= William Murray (educationist) =

William Murray (19 April 1912 - 21 September 1995) was a British educationist who created the Ladybird Peter and Jane books.

==Early life==
He was born in County Londonderry.

==Career==
He worked as a teacher. He became a headmaster at two schools in Cheltenham and a County Education Advisor for Devon. He lectured throughout Britain on the teaching of reading.

===Learning to read===
He published a booklet called Key Words to Literacy with the education psychologist Joe McNally from the University of Manchester. The booklet described that they had found that in the English language that children spoke, twelve words accounted for one quarter of all words, one hundred accounted for half, and three hundred accounted for three-quarters.

===Ladybird===
The Key Words Reading Scheme, taking his ideas, was first published in 1964, with Peter and Jane, and went on to sell over 80 million copies of the books in the series.
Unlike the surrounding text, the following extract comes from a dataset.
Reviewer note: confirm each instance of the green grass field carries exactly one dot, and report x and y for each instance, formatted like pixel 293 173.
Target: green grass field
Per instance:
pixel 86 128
Peter and Jane were based on the real-life children (Jill Ashurst and Christopher Edwards) of a neighbour of the books' illustrator Harry Wingfield. Martin Aitchison and John Berry also illustrated the books.

He retired from teaching in 1970.

==Personal life==
He married Edith and they had a son, who went on to be a teacher and headmaster, and daughter. He died in Cheltenham at the age of 83. He lived on Leckhampton Road in Cheltenham.